The house’s big, open living and dining areas have always been ideal for entertaining. “With the volumes of space and the way the windows intersect with the walls and cast shadows, it’s like living in a sculpture,” Cheryl says. The interiors have come together slowly — sometimes painfully — over two decades, and Cheryl has sought periodic advice from interior designers. Once, after renovating Kevin’s office, the Vogels asked Paul Draper, a designer who has collaborated with such icons as Frank Welch and Max Levy, to walk through the space; he noted with surprise that the new windows they’d installed did not go all the way to the floor to take advantage of the extraordinary view.
“He was right, of course, so we ripped them out and started over,” Cheryl recalls. Her sister, Debbie Keffer, an interior designer formerly based in Houston, occasionally flies in from London to help. They looked for years to find the right seating to anchor the fireplace: a pair of curvy 1980s sofas inspired by Vladimir Kagan, which they re-covered in deep blue velvet to play off the blues in many of the room’s paintings.
A Collected Collective for All
Cheryl’s preference for sculptural shapes is seen everywhere, whether it’s an antique Biedermeier chair, a 17th-century chest, or a hammered bronze floor lamp. Some years ago, after buying four shapely 1960s bentwood chairs designed by Bill Stevens for the Yale School of Architecture, she convinced Kevin to drive a U-Haul to Kansas City to retrieve them, then on to Houston to re-cover them in leather. A pair now resides in his study.

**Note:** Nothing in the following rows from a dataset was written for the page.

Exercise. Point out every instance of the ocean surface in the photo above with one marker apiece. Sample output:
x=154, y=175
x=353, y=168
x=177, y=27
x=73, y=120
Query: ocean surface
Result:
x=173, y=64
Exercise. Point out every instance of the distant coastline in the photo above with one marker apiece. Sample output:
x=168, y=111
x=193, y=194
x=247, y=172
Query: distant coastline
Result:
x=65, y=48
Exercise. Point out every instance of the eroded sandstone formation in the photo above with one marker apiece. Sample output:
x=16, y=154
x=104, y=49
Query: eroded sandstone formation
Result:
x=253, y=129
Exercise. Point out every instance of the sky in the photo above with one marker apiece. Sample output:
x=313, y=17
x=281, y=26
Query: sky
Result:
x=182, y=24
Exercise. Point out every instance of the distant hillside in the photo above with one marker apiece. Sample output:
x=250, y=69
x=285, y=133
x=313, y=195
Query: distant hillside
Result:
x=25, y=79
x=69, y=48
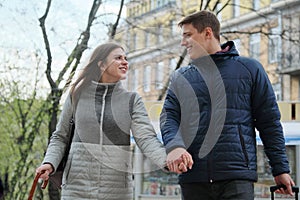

Their personal collection of art is varied and often veers to the sculptural — even a large painting in the living room by Barnaby Fitzgerald depicts fragments of classical stone sculptures, a ruined landscape of stone heads, hands, and feet. They’re drawn to naturalistic works by regional artists: A carved pelican by Austin artist David Everett was the couple’s 10th-anniversary gift to each other, and they own a piece by Sherry Owens, who creates sculptures from crape myrtle branches. Kana Harada’s foam-board cutout sculpture resembles delicate fern fronds and leafy branches.
For the Vogels, collecting is not only a passion but a way to support and encourage artists. “If we had children, we’d be spending our extra money on their education, but we don’t, so we spend it on art,” Cheryl says. Without children to inherit, the long-term future of Valley House and its garden is in question. It weighs heavily on Kevin, who is searching for avenues to preserve his family’s heritage.
As Cheryl talks, a woman who has been wandering the garden makes her way to the house and peers in the living room window. Visitors to the gallery are encouraged to look at the gardens, so strangers on the back patio are a regular occurrence. Their private garden sometimes feels like a public park, and the Vogels have come to terms with this reality. Families bring their kids on Easter to take pictures, and business people bring sack lunches on breaks. During the early days of COVID, the Vogels hosted a picnic and concert by the Orchestra of New Spain, and most recently, art students held a class in the garden.
“It reinforces the concept that this property is a much bigger idea than just where we live,” Cheryl says. “We have this beautiful place, so why not share all of it?”